気ままに走り出せ、自分本位に中断出来るのもソロツーリングのいい所です。
今日はこのまま帰ることにします。
バイクに戻るや外していた冬用装備を身に着けます。
ナビを自宅にセットするや、来た道を戻り走り出しました。
ビーチと言えば、冬は閑散としているイメージですが、湘南の海は年中賑わっています。
サーファー達が波乗りを楽しんでいますし、親子連れやカップルと思しき人達が砂浜を散策している姿も散見されました。
平和な光景だなぁと感じます。
走りながら、先程観て来た展示作品のことを考えます。
明治から大正、昭和初期にかけて。
まさに、激動の時代とも言えるでしょう。
政治経済の変遷と共に人々の生活様式も大きく変わり、そしてそれは芸術作品にも多大なる影響を与えていきます。
それまでの芸術の在り方そのものが見直され、日本の芸術家達はこぞって海外に出帆し、新しい表現技法を習得していきました。
時代の変遷。
平成から令和に元号が変わり、もうすぐ6年が経とうとしています。
明治大正の頃と比べれば、平成から令和への移行など、さほどの違いがあるようには感じられませんでした。
ですがよく考えてみたら。
侵略戦争が勃発し、物価が高騰しました。税金と社会保険料も上がり、年金の受給額もどんどん下がってきています。
そして、新型コロナウィルスの蔓延。
思えば、あの美術館も。
初めて行った時にはコロナの影響で臨時休館となっており、庭園を散策する事しか出来ませんでした。

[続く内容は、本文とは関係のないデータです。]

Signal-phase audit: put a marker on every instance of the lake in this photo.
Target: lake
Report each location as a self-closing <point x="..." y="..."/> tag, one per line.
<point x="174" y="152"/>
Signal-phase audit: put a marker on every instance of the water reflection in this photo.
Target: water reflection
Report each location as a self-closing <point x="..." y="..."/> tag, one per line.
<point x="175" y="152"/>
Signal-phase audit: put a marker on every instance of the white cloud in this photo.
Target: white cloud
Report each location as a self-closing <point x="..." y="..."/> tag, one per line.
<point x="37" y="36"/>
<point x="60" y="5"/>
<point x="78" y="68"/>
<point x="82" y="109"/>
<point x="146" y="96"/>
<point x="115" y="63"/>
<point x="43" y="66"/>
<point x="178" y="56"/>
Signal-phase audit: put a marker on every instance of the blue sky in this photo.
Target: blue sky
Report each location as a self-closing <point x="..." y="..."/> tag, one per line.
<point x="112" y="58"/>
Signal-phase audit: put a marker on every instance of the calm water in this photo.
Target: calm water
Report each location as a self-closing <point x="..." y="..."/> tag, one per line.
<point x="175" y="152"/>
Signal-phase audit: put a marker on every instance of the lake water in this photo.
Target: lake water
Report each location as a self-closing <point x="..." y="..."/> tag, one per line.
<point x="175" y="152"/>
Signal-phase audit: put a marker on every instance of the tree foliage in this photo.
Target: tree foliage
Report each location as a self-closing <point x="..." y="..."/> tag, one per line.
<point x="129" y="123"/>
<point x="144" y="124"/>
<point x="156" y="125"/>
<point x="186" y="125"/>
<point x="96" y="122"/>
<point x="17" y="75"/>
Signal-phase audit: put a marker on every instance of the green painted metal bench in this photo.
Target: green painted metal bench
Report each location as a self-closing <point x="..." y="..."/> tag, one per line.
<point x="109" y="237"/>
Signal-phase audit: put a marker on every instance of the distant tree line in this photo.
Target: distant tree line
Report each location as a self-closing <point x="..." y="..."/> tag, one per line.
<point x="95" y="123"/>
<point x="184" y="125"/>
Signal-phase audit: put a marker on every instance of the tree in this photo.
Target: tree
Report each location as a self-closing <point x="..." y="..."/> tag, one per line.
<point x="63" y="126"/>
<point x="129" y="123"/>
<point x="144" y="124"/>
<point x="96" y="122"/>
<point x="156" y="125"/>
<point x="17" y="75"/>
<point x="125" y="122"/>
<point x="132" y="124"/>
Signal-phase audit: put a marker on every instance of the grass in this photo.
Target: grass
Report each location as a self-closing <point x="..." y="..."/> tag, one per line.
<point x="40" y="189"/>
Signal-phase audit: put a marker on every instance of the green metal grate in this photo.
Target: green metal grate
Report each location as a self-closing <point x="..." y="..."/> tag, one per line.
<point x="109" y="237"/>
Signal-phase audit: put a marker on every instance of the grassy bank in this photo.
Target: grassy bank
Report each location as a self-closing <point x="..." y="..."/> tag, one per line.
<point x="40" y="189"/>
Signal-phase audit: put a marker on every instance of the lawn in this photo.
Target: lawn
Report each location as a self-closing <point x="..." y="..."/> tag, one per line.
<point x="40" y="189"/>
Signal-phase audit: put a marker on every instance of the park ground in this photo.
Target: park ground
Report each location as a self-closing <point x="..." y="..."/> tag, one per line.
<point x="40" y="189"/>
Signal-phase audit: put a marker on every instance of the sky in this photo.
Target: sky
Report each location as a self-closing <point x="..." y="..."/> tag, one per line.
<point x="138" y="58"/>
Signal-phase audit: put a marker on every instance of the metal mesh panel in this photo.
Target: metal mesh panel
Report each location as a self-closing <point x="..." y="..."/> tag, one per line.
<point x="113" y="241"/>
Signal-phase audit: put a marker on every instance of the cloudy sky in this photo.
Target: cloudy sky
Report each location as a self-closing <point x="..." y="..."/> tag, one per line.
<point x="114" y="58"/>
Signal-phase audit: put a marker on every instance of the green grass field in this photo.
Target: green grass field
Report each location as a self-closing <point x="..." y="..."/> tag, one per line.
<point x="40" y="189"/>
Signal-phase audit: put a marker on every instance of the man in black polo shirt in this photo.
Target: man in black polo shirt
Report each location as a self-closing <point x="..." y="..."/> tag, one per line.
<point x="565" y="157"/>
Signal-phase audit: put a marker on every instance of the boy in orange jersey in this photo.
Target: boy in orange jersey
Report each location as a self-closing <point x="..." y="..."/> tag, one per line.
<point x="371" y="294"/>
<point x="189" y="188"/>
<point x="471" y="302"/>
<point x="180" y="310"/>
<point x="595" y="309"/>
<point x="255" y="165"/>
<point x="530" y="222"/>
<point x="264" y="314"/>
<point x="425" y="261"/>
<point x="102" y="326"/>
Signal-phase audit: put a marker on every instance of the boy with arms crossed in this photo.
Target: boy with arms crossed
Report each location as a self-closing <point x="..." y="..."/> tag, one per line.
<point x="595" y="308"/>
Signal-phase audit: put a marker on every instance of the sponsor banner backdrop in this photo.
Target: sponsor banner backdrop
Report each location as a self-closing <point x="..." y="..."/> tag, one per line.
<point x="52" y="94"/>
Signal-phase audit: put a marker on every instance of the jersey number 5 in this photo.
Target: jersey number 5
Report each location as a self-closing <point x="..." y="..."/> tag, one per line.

今日、マスクなしでも問題なく入館して観覧出来たのは、当時からすれば考えられない変化でしょう。
暗いニュースばかりが目立ち、人々の生活は苦しく、現代は決して明るい時代とは言い難いのかもしれません。
それでも私は、飢える事も凍えることもなく生活していけています。
それどころか、こうしてお天道様の下で趣味のバイクを楽しませて貰っているのです。
人の欲望には切りがありません。
衣食住に恵まれていても、ブランド物に目が眩み、煌めくアクセサリーを欲したりもます。どんどん進化していく電子機器類は最新の物が出る度買い替えたくなり、またプロの作る料理に舌鼓を打ちに行きたくもなります。
美酒に酔い、スケジュール帳を埋め尽くすように華やかなイベントに参加し、同じ世界に身を置く人達との交流をはかる。そんな生活は確かに充実していると言えるのかもしれません。
ですが、ふとした拍子に考えてしまうのではないのでしょうか。
『一体自分は、いつになったら幸せになれるのだろうか?』と。
本当に大切なものは、際限なく湧き上がる欲望を満たし続ける工程からは、決して得られないのだと私は思います。
そう。
ブランド物のジュエリーよりも、愛する者からのたった一輪のカーネーションの方が、はるかに重みがあるように。
『足るを知る者は富む』
昨日に続く今日がある。
たったそれだけの、その当たり前の日常に、私は感謝し続けよう。
そう思いながら、軽快にセローを走らせていったのでした。